What is budget control?

Budget control is the process of developing a spending plan and periodically comparing actual spending against that plan to determine whether it or spending patterns need adjustment to stay on track. This process is necessary to control spending and meet various financial goals. Governments rely heavily on budgetary control to manage their spending activities, and this technique is also used by businesses and individuals such as householders who want to ensure that they live within their means.

The first step in budget control is defining the scope of the project or program and developing detailed cost estimates. A government may need a budget to build a new bridge, while something like a household budget covers household expenses for an indefinite period of time. This results in the creation of a budget, a document that details how much money can be spent on different aspects of the project, based on projected expenses and income. The budget is a financial roadmap.

Using the budget as a baseline, the work can begin. Periodically, accountants compare the budget with actual expenses and note any discrepancies. In bridge construction, material costs can increase beyond the inflation accounted for in the original budget, creating cost overruns. On the other hand, a company may save money on part of a project because it costs less than originally expected. All variations are noted and discussed. If they become extreme, budget control measures may come into play.

One option is to change spending habits so that actual expenses fit within the budget. For a family budget, for example, a family may decide to ditch television services to keep entertainment expenses within the budget allotted amount. This budget control uses austerities to meet financial targets and keep spending in line with the original budget.

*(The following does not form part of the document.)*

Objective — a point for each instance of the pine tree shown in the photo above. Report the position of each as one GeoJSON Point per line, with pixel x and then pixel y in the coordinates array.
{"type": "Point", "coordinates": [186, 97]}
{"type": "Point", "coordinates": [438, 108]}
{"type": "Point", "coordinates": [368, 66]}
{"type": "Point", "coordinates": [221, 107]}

In other cases, adjustments to spending behavior may not be possible. Instead, a revised budget is needed. This can happen when inflation pushes prices so high that it is not possible to stay within the original budget, requiring revision to more accurately predict financial performance. Revisions can reveal the need for additional resources, forcing those in charge of budget control to determine where that money will come from. This can include taking on debt, reducing the scope of a project, or shifting funds from another project or program to keep it running. A company, for example, may partially withdraw funds from a department to drive completion of an important product.